Study participants were patients who had undergone surgical aortic valve replacement and were getting follow-up PET-CT imaging. They were divided into those with (n=6) or without (n=71) known bioprosthetic valve dysfunction.

The link between ¹⁸F-fluoride PET-CT and valve deterioration was supported by ex vivo experiments in 15 explanted valves showing tracer uptake colocalizing with tissue degeneration.

In an accompanying editorial, Zahi Fayad, PhD, and Claudia Calcagno, MD, PhD, both of the Icahn School of Medicine at Mount Sinai, New York City, stated that “there is still an unmet need for sensitive diagnostics that are able to quantify subclinical changes in valve tissue composition and structure, before the development of gross abnormalities that significantly impact valve hemodynamics and heart function.”

Transthoracic Doppler echocardiography is currently the modality of choice for bioprosthetic valve monitoring, followed by transesophageal echocardiography, CT, and MRI as other options, they said.
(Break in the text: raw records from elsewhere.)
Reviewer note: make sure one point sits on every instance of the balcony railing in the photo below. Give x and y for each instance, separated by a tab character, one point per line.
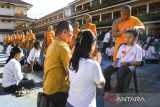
98	6
143	17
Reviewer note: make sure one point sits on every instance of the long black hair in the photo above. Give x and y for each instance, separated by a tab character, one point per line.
13	52
83	46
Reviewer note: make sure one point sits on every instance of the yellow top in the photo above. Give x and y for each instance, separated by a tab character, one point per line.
55	66
128	24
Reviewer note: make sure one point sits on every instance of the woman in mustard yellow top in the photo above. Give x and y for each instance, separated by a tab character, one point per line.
121	25
58	54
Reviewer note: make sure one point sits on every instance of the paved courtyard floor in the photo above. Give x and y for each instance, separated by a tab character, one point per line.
147	75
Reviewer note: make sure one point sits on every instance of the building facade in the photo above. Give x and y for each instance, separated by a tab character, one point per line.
103	13
13	17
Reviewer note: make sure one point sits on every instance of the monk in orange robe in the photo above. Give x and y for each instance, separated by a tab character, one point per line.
90	26
14	38
32	37
18	39
49	37
121	25
27	40
76	30
22	40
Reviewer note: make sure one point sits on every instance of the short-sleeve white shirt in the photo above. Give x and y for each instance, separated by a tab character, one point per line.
129	54
82	91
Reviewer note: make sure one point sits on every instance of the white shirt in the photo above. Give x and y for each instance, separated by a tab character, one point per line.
8	49
149	53
82	91
107	37
144	52
110	51
33	55
1	48
129	54
12	73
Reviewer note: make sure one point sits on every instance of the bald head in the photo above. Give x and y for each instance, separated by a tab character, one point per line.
50	28
125	12
127	8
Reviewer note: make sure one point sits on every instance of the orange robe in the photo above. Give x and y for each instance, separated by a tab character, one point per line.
49	37
27	41
18	39
75	34
92	27
32	37
130	23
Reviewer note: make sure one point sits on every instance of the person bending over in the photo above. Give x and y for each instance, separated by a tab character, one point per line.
85	74
129	55
13	79
33	57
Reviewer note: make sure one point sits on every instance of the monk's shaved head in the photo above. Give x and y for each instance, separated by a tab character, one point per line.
125	12
127	8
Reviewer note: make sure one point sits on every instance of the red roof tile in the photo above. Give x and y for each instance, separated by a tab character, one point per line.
15	1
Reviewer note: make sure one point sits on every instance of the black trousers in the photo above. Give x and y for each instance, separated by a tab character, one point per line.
36	67
152	60
28	84
121	75
59	99
105	45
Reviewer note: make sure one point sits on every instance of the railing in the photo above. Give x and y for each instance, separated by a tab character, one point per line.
98	6
143	17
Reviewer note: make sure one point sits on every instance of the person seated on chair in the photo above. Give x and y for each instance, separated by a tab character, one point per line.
9	47
13	79
85	74
129	55
33	57
1	48
150	53
110	51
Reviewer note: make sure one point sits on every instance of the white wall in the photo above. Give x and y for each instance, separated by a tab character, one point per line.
2	35
20	10
7	25
6	11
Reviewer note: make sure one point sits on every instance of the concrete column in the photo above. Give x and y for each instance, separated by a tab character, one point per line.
147	10
75	9
112	15
147	30
100	18
90	3
100	1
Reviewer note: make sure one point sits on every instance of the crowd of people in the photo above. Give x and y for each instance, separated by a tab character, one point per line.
72	70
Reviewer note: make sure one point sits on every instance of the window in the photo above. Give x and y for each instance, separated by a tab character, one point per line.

“Although international guidelines recommend serial echocardiography for the detection of bioprosthetic degeneration, visualization of the valve is often poor due to acoustic artefacts from the prosthesis, limiting its sensitivity. This means that valve degeneration is frequently well advanced before clinically overt valve dysfunction is apparent,” Dweck’s group said.

While the ¹⁸F-fluoride PET-CT data from the study authors “have important implications for the timely diagnosis and monitoring of subjects with subclinical valve degeneration,” another option is to combine PET with MRI instead, Fayad and Calcagno suggested.

“Combined PET/MRI effectively couples the molecular functional information from PET with the structural and quantitative functional assessment by MRI, while minimizing ionizing radiation compared with PET/CT,” they said. “In addition, PET/MRI offers new opportunities for motion correction, which may allow for the improved quantification of valvular ¹⁸F NaF signal in the future.”